If a create an “Action button = C”, for example, do I have to create Global Variables to match all uses of this button on the game or scene?
Example: Action button is C, variable 1= examine items
variable 2=talk
variable 3=attack
variable 4=next text line
and so on?

I see we can give the variables a name, but we need to put an value as well, which sometimes is number and sometimes is text. That confuses me…

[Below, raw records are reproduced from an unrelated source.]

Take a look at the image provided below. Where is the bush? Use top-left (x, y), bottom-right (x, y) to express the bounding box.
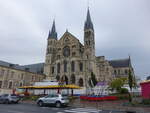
top-left (119, 88), bottom-right (129, 94)
top-left (111, 93), bottom-right (129, 100)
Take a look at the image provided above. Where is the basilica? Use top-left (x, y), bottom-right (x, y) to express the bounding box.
top-left (44, 9), bottom-right (134, 87)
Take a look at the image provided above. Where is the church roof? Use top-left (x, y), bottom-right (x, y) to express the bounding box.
top-left (48, 20), bottom-right (57, 40)
top-left (0, 60), bottom-right (44, 74)
top-left (109, 58), bottom-right (130, 68)
top-left (84, 8), bottom-right (94, 30)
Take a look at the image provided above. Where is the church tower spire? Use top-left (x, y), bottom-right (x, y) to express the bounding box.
top-left (84, 8), bottom-right (95, 58)
top-left (48, 20), bottom-right (57, 40)
top-left (84, 7), bottom-right (94, 31)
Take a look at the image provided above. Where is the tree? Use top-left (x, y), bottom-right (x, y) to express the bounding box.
top-left (89, 72), bottom-right (97, 87)
top-left (128, 69), bottom-right (135, 102)
top-left (128, 69), bottom-right (134, 91)
top-left (88, 72), bottom-right (97, 93)
top-left (110, 78), bottom-right (127, 93)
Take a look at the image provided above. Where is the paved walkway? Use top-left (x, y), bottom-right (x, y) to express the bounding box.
top-left (21, 99), bottom-right (150, 113)
top-left (69, 99), bottom-right (150, 113)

Nice question - not really, you don’t have to use variables for everything. In your “variable 4=next text line” example, it’s a condition, of the Dialogue Tree extension.
Read about it here and see this example:

If that doesn’t make sense, that’s fine. You will need to learn how the Online Example provided in that page I linked, uses dialogue, and sadly I don’t have the time to explain it myself.
Try to look through the events of the code, and change some little bits of it, then run the example project again to see what your changes do to it - that’s a good way to learn.
If, while learning about Dialogue Tree you have a specific question, though, then asking a specific question, will be easier to answer it.

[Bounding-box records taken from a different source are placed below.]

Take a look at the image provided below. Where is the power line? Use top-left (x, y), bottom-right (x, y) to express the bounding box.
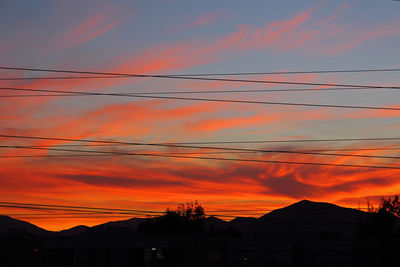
top-left (0, 134), bottom-right (400, 159)
top-left (0, 201), bottom-right (162, 216)
top-left (0, 146), bottom-right (400, 170)
top-left (10, 143), bottom-right (400, 154)
top-left (0, 66), bottom-right (400, 89)
top-left (0, 67), bottom-right (400, 80)
top-left (0, 145), bottom-right (400, 159)
top-left (0, 201), bottom-right (368, 214)
top-left (0, 87), bottom-right (400, 111)
top-left (0, 84), bottom-right (400, 98)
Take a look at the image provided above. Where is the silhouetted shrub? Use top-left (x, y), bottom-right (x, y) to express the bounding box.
top-left (138, 201), bottom-right (205, 236)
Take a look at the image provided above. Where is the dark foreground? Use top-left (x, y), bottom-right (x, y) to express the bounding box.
top-left (0, 201), bottom-right (400, 267)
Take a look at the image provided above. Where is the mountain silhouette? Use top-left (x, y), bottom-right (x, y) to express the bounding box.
top-left (0, 200), bottom-right (366, 236)
top-left (0, 215), bottom-right (51, 235)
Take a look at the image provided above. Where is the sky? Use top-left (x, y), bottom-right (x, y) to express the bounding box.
top-left (0, 0), bottom-right (400, 230)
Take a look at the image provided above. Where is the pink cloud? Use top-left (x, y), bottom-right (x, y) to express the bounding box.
top-left (53, 10), bottom-right (125, 49)
top-left (185, 10), bottom-right (223, 29)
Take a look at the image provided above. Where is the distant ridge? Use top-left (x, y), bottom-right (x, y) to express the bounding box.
top-left (0, 215), bottom-right (51, 235)
top-left (0, 199), bottom-right (367, 236)
top-left (259, 200), bottom-right (366, 223)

Same goes for variables - essentially, they let you tell the game to do different things based on their value, and it’s up to you if you want to make them numbers (only needed if you do math operation) or text. Also, when events are considered, talking to a person or examining an object will generally use same kind of events/code.
Beyond that, I can only link you this wiki page, or by looking up Progamming Variables on Youtube, I’m sure someone can explain it really well there.